Qui ne lutte pas ? Ne sommes-nous pas, par nature, esclaves du péché ? Saül pouvait-il s’arracher de cette vision naturelle et choisir la pensée et la voie de Dieu ? Oui, car Dieu l’avait « changé en un autre homme » et lui avait donné « un autre cœur » (1 Sam 10.6,9). Sans signifier là « la régénération radicale qui n’appartient qu’à la nouvelle alliance » (F. Godet), il pourrait s’agir d’une compréhension nouvelle des intérêts du pays et d’un discernement de la voie à suivre. Malgré cela, son erreur fut de ne pas s’appuyer sur une vision et des valeurs centrées sur Dieu, mais profondément humaines. Conscient de la désapprobation divine, il l’avouera lui-même à Samuel : « J’ai transgressé l’ordre de l’Éternel […] ; je craignais le peuple, et j’ai écouté sa voix » (1 Samuel 15.24).

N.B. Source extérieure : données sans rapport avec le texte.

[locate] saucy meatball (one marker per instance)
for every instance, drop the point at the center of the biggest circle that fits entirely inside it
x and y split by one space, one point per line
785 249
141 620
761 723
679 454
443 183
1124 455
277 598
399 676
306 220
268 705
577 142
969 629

L’Éternel se choisit alors David, un chef « selon son cœur » (1 Sam 13.14), c’est-à-dire d’après ses critères de réalité. Yahvé reprend la main, en quelque sorte, et après avoir dénoncé l’impasse du choix des hommes, il montre qu’il est celui qui prend l’initiative de sauver ce peuple pour être son peuple bien-aimé (Deut 4.20).

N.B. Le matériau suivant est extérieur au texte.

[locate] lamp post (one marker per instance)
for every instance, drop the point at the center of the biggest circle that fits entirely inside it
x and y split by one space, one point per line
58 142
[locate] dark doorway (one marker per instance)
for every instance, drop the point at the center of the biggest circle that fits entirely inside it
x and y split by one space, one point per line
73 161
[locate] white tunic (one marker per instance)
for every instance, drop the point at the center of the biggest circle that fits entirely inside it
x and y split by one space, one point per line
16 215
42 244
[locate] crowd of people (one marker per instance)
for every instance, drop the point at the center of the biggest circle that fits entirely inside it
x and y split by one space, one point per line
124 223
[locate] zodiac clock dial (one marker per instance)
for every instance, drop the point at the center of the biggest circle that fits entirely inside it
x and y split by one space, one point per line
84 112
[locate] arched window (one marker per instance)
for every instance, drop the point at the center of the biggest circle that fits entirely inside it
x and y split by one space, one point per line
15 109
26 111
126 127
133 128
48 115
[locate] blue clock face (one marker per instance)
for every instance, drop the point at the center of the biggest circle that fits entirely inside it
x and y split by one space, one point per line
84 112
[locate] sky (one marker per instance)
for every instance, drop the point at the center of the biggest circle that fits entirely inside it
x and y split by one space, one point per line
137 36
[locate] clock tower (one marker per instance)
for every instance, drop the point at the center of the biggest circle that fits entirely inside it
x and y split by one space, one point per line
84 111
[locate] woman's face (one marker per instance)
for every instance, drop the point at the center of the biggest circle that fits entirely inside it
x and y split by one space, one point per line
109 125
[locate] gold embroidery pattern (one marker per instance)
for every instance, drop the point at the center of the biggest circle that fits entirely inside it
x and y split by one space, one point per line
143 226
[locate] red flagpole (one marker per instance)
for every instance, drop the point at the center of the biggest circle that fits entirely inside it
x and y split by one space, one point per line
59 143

3. Choix naturel des hommes, le naturel est rejeté par Dieu au profit de son choix
Dieu regrette-t-il ?
Comment Dieu peut-il dire : « Je me repens d’avoir établi Saül pour roi » (1 Sam 15.11) ? Comme le portent d’autres traductions, « regrette-t-il » son geste ? Du point de vue de son amour parfait, il est probable que oui, dans un sens, comme un père est triste de voir son enfant se retourner contre lui (« il se détourne de moi », explique-t-il dans le même verset). Du point de vue de sa parfaite sainteté, Dieu ne regrette jamais ses choix, car « il n’est pas un homme pour se repentir » (v. 29 du même chapitre).
Le principe biblique
Pourquoi, alors, avoir choisi un homme qui allait échouer ? Paul nous éclaire là-dessus, par le biais d’un principe fondamental qu’il va fournir aux Corinthiens : « Ce qui est spirituel n’est pas le premier, c’est ce qui est naturel » (1 Cor 15.46). Prenez le temps de lire le passage entier. D’abord le naturel, puis le spirituel. Il y a là un principe qui explique beaucoup de choses.

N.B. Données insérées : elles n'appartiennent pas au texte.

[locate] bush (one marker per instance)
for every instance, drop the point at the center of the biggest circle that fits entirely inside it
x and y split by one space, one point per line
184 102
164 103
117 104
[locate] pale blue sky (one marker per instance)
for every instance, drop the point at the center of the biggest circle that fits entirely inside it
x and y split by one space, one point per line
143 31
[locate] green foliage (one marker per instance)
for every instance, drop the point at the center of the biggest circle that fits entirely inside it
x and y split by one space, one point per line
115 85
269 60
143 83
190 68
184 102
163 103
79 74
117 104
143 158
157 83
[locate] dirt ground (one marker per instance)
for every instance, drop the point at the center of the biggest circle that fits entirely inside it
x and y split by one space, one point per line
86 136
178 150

Paul appliquera même ce principe à l’histoire des deux meneurs d’humanité : l’un naturel et pécheur (Adam), et l’autre, spirituel, juste et droit (Christ). En rejetant Adam, Dieu rejette la façon dont l’humanité adamique désire mener seule sa barque… au profit de la nouvelle humanité en Christ, vivant selon les pensées et les voies de Dieu (1 Cor 15.47 ; Rom 5.12,15-19). Il y a là plus qu’un exemple supplémentaire : c’est un contraste fondateur. Il jette un éclairage pertinent sur les confrontations entre les choix des hommes et ceux de Dieu – tant dans les récits bibliques que dans nos histoires personnelles.
Un choix stratégique
Alors, pourquoi avoir « choisi » Saül ? Certes, Dieu a oint Saül, mais il le fait notamment pour dénoncer la vision et les valeurs auxquelles la nation s’attache, et les rejeter au profit d’un roi qui défendra sa vision et ses valeurs. La nation désire un roi « comme il y en a chez toutes les nations » (1 Sam 8.5). En cela, sa vision du monde et ses valeurs sont inspirées par la culture ambiante idolâtre et non par la crainte de Dieu (« ils m’ont abandonné, pour servir d’autres dieux », 1 Sam 8.8). L’Éternel leur donne, en quelque sorte, le roi qu’ils méritent. Autrement dit, à cette nation qui suit les penchants « naturels » de l’homme, Dieu donne en « premier », un roi « naturel », qui craint l’homme plutôt que Dieu. Dieu choisit puis rejette Saül pour dénoncer la vision du monde « naturelle » au profit d’une vision « spirituelle » (représentée par la ferveur du jeune David pour défendre l’identité et la réputation de Dieu, 1 Sam 17.26c).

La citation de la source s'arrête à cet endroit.